Cavendish claims 25th Tour stage win as Contador closes gap on Froome
Team Saxo-Tinkoff make decisive break with 30km to go on stage
Mark Cavendish celebrates as he crosses the finish line to win the 173 km 13th stage of the Tour de France from Tours to Saint-Amand-Montrond. Eric Gaillard/Reuters
The perils of being a race leader with a weakened team were glaringly exposed on the open roads leading here yesterday. After several stages in which they have not looked at their best, Team Sky were unable to prevent several of Chris Froome’s closest rivals, led by Alberto Contador, from gaining more than a minute on the race leader after what should have been a routine flat stage.
The main beneficiary was a former Sky rider, Mark Cavendish, whose Omega Pharma — Quick-Step team ripped the race to shreds and were rewarded by their sprinter’s second stage win of the race.

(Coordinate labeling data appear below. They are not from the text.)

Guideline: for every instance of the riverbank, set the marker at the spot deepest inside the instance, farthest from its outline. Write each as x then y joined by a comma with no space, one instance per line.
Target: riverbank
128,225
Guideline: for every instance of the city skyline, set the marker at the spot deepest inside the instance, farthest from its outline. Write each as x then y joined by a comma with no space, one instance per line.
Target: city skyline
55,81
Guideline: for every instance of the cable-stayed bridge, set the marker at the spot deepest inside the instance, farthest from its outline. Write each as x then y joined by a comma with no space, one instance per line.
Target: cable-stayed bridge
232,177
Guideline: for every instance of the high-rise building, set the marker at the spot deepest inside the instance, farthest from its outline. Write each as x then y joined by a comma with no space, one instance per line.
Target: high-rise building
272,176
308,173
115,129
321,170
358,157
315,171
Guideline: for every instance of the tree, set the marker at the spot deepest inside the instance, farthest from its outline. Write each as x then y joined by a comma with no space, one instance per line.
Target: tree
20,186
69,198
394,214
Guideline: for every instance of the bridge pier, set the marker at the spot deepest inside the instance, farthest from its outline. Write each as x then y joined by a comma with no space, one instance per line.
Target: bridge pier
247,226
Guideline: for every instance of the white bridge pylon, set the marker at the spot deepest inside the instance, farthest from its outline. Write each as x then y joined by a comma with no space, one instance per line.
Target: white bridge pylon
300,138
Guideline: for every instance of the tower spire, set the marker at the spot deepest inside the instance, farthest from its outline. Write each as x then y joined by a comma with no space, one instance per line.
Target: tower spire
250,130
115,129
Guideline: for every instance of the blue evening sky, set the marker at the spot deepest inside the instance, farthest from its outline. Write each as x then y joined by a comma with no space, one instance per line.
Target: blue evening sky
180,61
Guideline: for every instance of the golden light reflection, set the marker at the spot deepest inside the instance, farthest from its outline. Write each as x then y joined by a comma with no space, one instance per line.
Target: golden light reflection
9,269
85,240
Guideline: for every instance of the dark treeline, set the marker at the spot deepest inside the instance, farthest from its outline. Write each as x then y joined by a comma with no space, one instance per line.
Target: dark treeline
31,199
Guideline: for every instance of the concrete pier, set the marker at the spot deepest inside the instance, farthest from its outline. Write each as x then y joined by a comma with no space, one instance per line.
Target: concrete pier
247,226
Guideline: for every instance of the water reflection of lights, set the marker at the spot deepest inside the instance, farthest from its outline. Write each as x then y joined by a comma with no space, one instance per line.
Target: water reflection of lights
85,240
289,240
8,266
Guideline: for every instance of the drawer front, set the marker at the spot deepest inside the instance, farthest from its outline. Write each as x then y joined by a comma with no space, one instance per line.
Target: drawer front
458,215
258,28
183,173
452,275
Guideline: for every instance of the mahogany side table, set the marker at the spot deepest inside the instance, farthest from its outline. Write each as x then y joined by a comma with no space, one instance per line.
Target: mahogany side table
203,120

The critical moment came 31km from the finish on a particularly exposed stretch of road, with the wind blowing from the left, as it had been for most of the stage. Froome and Contador were part of a reduced lead group and, as the road gradually rose, Contador’s Saxo Bank team-mate Daniele Bennati could be seen looking back down the line. What he saw was Froome leaving a gap in the line as he and the other members of Contador’s team raised the pace; after a few seconds, the yellow jersey swung out to the left in the hope that someone else would take up the chase.
At that key instant, none of Team Sky were able to close the few metres. Immediately Bennati, Nicolas Roche, Michael Rogers, Roman Kreuziger, Matteo Tosatto and Contador piled on the pressure, with Cavendish and two team-mates, the points leader Peter Sagan, the Belkin duo of Laurens Ten Dam and Bauke Mollema and the Danish climber Jakob Fuglsang sitting in their slipstream.
Sky tried to chase but had neither the strength nor the numbers – with the lead group travelling at 55km per hour, they needed to be doing well over 60 – and one by one Kanstantsin Siutsou, Geraint Thomas and Ian Stannard succumbed.
At the finish, Froome was completely alone in a group of 43; it was a stage when the loss of Edvald Boasson Hagen, who quit the race due to a broken shoulder, was sorely felt. The eventual time loss of one minute eight seconds was not catastrophic but as Froome said: “It was a reminder that this race is 100 per cent open and that I need to be awake at all times.”
Following the loss of Boasson Hagen, Sky’s head, Dave Brailsford, had said his team would need to be resourceful; Contador, however, looks to be the one who can improvise on the road.
The finish sprint was not exactly a formality for Cavendish, as he had Sagan to contend with, but it was tactically perfect. His team-mate Niki Terpstra attacked at a kilometre to go, forcing Sagan’s lone team-mate Maciej Bodnar to use his energy chasing him down, after which the Manxman’s other team-mate Sylvain Chavanel manoeuvred the Slovak to the front of the string so that Cavendish could use his slipstream to take his 25th Tour de France stage win. He is now up to third in the all-time lists and his confidence has been restored.
Cavendish and his Omega Pharma team-mates forced the initial split in the field, 113 kilometres from the finish, when they realised the wind might create chaos; after the initial split, the triple stage winner Marcel Kittel was left a little way behind, and they had a perfect opportunity to put him and his Argos-Shimano team-mates under pressure.
That created a lead group of about 90, with Kittel and company chasing hard behind. Froome could count himself lucky not to share the fate of Alejandro Valverde, who started the stage second overall, but punctured as the battle between Omega Pharma and Argos reached its height. Five team-mates waited for him but they were unable to close a gap of 30 seconds, and eventually waited for Kittel and company. Realising they had an opportunity to ride for second place behind Froome, Ten Dam and Mollema’s Belkin team-mates piled on the pressure in their turn to keep Valverde at bay.
The Spaniard’s eventual time loss was almost 10 minutes; his chances of winning the Tour had been eliminated completely by a single stroke of ill luck in a stage run off at an average of more than 47kph.
It was a stage when racing instincts mattered as much as sheer strength and here, perhaps, Froome’s relative inexperience played against him, along with Sky’s lack of bodies to shield him.
Yesterday’s roads were flat but in their way they were as demanding as any mountain stage.